This column from Gideon Rachman in the Financial Times really pushes my buttons. There’s something beneath the surface that is downright pathological, and not at all unique to Rachman. It besets most political pundits on this issue. I’ll try to dig it out.
The premise of Rachman’s column is that while everyone accuses climate change skeptics of being in denial, in fact climate activists are in denial as well. They keep hanging on to the U.N. negotiation process long after it’s become clear that developing countries aren’t going to budge. The politics of an international climate accord are incredibly difficult, possibly insoluble.
That’s an arguable point, but a fair one. The U.N. process is open to criticism. And the politics really are difficult. But listen to this conclusion:
The state of international negotiations presents a huge dilemma for climate change activists. Most genuinely believe that a failure to achieve an international agreement in Copenhagen would be catastrophic. But they also know that, even if a deal is reached, it is likely to be feeble and ineffective. If they admit this publicly, they risk creating a climate of despair and inaction. But if they press ahead, they are putting all their energy into an approach that they must know is highly unlikely to deliver.

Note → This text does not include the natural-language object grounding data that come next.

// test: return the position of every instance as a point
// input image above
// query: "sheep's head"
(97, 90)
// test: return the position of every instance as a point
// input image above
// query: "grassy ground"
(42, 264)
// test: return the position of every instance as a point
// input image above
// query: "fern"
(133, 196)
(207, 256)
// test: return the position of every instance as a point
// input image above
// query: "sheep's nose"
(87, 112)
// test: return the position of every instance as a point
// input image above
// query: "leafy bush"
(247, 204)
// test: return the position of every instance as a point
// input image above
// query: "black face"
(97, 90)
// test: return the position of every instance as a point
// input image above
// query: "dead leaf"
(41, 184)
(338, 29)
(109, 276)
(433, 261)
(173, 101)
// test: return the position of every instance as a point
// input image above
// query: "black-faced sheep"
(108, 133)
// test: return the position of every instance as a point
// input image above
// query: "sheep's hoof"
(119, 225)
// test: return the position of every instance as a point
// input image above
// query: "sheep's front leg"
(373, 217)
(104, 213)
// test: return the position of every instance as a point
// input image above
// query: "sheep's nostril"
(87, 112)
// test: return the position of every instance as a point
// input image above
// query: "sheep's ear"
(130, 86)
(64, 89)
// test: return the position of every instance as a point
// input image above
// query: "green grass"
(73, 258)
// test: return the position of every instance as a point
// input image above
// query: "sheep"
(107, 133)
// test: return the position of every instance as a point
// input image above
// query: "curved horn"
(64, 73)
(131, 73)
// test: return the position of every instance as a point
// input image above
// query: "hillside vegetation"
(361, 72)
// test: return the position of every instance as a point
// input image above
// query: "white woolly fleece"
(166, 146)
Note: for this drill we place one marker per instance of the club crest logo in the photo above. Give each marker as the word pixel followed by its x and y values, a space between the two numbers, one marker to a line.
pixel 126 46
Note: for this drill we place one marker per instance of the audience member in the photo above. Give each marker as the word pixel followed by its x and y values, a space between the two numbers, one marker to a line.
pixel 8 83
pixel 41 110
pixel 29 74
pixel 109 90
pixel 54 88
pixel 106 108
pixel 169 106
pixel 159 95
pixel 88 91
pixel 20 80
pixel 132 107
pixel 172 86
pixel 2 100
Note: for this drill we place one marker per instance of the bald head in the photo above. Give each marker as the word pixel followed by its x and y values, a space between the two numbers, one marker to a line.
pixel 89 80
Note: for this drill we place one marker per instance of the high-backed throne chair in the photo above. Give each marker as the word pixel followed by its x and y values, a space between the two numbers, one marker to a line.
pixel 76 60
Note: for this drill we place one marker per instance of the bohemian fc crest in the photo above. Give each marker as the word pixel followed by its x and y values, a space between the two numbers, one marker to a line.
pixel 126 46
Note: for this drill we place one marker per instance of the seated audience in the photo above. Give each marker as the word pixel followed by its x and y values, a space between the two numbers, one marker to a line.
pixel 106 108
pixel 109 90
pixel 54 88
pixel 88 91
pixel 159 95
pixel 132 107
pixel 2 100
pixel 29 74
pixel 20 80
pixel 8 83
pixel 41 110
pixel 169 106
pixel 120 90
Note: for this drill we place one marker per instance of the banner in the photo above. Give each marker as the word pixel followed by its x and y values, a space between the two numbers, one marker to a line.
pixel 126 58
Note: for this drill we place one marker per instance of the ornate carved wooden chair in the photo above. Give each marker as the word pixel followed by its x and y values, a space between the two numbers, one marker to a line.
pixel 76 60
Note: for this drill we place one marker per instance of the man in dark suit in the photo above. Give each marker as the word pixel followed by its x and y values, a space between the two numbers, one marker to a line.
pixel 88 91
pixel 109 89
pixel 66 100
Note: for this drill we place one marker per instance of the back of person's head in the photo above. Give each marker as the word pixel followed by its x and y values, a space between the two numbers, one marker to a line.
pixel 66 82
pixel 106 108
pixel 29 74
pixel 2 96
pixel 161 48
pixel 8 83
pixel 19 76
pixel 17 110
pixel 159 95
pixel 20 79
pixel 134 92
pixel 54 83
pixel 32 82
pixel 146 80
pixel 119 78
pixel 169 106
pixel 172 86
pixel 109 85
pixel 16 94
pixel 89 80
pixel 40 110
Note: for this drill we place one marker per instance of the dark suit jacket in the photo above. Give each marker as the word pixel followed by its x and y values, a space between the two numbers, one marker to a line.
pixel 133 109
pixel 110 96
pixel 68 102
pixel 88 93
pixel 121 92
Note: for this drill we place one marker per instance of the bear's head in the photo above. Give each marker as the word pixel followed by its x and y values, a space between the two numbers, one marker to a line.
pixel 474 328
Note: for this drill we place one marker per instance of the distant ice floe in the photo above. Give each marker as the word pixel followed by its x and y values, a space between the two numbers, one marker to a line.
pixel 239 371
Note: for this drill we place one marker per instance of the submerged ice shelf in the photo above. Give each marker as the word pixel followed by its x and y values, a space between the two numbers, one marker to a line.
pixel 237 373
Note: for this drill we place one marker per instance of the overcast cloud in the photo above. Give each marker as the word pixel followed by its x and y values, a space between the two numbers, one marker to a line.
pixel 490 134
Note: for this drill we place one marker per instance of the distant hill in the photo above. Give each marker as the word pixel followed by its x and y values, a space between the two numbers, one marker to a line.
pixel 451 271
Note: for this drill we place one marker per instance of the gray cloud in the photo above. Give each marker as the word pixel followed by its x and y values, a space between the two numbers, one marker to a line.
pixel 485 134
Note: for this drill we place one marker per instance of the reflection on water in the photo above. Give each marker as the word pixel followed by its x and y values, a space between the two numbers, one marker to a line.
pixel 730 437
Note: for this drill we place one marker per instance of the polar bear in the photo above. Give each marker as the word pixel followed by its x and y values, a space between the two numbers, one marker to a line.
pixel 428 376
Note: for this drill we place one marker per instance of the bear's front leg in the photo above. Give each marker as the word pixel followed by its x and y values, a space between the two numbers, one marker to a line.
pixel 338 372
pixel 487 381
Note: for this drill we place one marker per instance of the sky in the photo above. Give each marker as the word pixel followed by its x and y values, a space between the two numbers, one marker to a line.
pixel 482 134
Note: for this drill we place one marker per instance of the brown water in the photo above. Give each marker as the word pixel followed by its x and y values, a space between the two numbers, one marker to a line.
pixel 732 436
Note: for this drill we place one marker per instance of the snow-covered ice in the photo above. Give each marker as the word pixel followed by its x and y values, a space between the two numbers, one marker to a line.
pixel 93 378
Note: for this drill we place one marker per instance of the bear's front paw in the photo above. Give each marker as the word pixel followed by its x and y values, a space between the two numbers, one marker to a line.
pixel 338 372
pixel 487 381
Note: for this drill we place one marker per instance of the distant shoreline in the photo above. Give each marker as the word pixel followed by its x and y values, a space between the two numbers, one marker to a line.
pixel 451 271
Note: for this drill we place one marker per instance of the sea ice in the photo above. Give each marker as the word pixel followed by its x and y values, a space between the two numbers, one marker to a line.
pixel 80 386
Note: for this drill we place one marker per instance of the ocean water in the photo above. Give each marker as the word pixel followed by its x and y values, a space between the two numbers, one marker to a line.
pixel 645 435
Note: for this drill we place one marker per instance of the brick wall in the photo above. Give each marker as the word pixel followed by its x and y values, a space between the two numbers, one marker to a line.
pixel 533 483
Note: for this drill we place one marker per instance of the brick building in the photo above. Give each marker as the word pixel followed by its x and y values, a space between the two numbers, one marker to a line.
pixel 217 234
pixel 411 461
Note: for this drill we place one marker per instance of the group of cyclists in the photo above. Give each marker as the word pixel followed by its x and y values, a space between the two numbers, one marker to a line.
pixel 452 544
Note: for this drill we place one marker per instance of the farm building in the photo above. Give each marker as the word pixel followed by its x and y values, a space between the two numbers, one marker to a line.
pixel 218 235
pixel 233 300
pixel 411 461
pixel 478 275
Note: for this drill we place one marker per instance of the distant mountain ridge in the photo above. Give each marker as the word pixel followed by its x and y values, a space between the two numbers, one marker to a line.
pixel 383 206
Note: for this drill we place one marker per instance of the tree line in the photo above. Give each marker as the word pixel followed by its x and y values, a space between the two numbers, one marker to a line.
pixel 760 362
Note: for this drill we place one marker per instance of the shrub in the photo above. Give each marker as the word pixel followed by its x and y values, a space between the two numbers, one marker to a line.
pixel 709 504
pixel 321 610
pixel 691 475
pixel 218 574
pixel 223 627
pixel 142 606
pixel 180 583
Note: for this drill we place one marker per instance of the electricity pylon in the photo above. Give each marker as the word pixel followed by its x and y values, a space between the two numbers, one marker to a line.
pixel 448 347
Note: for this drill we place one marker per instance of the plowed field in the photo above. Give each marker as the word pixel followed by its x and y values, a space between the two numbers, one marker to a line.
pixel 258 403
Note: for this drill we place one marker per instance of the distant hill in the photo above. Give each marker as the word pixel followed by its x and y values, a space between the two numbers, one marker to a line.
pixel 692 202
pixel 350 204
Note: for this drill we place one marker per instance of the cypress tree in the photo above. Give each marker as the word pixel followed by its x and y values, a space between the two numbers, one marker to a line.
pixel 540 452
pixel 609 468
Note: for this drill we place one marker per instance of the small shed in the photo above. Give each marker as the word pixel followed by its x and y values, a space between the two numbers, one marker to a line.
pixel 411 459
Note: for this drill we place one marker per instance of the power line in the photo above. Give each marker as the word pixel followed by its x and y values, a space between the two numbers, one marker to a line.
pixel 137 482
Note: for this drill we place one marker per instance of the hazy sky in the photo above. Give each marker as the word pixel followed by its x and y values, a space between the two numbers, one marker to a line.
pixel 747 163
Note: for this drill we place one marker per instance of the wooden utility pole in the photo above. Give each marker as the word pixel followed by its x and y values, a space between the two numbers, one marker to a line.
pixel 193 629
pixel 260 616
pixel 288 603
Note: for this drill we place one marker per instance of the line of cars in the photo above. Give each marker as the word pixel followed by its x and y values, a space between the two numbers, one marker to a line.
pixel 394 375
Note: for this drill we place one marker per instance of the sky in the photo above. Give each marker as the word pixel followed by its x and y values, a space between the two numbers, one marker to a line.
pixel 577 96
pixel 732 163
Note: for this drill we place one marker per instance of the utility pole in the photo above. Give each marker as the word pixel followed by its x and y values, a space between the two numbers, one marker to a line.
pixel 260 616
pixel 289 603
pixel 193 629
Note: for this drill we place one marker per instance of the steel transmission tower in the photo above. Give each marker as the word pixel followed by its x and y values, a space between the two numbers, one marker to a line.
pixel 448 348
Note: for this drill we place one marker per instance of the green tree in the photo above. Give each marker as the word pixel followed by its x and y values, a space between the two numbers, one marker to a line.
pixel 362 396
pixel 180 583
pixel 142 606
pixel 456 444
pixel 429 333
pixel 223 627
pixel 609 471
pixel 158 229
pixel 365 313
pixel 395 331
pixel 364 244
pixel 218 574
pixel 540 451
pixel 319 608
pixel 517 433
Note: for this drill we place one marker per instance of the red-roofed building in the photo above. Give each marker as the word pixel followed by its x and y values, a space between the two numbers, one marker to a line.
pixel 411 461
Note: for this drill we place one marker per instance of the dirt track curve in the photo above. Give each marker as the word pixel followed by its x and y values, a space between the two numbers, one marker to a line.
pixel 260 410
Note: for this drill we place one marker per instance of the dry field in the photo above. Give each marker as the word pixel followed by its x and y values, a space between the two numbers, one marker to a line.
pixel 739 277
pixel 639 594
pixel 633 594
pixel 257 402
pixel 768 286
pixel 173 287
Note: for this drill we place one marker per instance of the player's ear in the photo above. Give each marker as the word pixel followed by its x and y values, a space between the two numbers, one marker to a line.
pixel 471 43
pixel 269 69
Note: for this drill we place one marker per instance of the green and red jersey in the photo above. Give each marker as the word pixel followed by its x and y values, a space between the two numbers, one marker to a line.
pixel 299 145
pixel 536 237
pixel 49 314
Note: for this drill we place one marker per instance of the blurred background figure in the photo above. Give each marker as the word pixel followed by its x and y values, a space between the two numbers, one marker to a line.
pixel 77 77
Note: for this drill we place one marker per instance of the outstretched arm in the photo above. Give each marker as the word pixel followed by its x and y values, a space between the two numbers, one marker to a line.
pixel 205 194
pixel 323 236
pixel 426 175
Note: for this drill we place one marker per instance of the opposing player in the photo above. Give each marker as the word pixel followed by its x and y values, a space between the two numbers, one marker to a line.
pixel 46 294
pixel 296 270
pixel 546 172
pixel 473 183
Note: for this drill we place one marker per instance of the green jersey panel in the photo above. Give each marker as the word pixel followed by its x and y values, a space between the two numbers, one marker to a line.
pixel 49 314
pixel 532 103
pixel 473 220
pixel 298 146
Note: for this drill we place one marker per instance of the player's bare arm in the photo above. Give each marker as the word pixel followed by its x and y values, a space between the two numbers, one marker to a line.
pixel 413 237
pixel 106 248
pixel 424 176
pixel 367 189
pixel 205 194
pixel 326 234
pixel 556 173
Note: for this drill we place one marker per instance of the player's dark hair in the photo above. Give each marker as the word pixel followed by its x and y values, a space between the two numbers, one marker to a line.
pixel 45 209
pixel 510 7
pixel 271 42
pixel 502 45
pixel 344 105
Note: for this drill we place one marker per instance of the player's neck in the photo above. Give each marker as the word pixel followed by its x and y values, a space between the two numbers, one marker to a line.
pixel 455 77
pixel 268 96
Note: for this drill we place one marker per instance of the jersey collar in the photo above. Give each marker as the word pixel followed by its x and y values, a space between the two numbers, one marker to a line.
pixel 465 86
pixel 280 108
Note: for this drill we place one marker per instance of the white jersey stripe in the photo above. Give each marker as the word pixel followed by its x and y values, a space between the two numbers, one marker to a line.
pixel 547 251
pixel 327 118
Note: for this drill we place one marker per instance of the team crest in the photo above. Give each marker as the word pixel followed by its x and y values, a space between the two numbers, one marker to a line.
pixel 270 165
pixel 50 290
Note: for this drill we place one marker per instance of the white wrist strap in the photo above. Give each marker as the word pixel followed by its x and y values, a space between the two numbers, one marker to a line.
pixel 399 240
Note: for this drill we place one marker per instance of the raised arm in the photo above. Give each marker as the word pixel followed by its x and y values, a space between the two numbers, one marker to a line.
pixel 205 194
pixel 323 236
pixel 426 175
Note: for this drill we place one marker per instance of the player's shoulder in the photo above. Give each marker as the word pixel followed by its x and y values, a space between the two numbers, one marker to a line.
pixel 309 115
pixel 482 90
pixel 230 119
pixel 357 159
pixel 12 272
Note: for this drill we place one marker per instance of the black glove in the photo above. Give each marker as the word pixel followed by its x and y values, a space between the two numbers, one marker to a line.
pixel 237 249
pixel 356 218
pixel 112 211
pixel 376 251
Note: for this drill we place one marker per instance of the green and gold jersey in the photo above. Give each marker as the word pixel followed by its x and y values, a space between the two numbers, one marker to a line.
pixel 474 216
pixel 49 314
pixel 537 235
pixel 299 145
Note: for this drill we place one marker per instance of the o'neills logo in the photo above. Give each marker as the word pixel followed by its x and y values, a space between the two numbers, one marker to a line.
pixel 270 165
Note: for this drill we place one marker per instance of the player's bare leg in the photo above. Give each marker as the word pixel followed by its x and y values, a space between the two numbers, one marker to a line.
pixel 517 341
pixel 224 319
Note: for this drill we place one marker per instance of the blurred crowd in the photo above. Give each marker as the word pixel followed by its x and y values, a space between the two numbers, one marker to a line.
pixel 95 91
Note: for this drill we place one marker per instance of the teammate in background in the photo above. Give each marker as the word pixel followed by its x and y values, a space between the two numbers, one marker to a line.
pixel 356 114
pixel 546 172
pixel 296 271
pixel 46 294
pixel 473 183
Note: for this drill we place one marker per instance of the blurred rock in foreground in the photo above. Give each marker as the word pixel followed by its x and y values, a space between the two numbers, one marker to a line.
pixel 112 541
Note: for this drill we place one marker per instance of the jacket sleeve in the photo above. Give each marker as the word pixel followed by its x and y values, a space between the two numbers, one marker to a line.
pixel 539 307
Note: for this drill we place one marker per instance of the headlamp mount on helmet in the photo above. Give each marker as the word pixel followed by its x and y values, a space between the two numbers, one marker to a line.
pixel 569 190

It is a horrible dilemma. But, in difficult situations, it is best to start by facing facts. The trouble is that—in different ways—both sides of the climate change debate are in denial.
This kind of language is so familiar that you have to step back a moment to recognize that there’s something bizarre about it.
Climate science indicates that a business-as-usual path will lead to at least 5 degrees of warming by 2100, which represents utter catastrophe. Many scientists believe that we are near (or have passed) tipping points after which positive feedbacks become self-reinforcing and climate changes are irreversible. If we want to avoid that, we have very little time to peak and start reducing global emissions. No one has proposed a credible way of doing that aside from international negotiations.
All that is either true, or it’s not. The mainstream science and policy communities think it’s true.
If it is true, then millions of people, and possibly civilization itself, are threatened by climate shifts, within the lifetime of people alive today. If it is true, then the difficulty of getting an international agreement is not a “dilemma for climate change activists.” It’s a dilemma for human beings. “A climate of despair and inaction” is not a risk to activists. It’s a risk to the lives and welfare of hundreds of millions of people and future generations.
So I want to ask Rachman, and all the pundits who address climate politics: Do you believe it’s true? Do you believe the mainstream scientific consensus that climate change poses massive risks for humanity, and that urgent international action is necessary to reduce those risks?
If so, it is incoherent, even immoral, to go on treating this issue as though it were merely a clash of interest groups. It’s not like climate policy is for “climate activists” what card check is for unions, or financial regulations are to the banking sector, or subsidies are to farmers. It’s not a parochial issue.
Do you believe it’s true? If not, say so, clearly. If so, then it’s your fight too. You cannot stand on the sidelines in the pose of a savvy, above-it-all observer. There are no sidelines.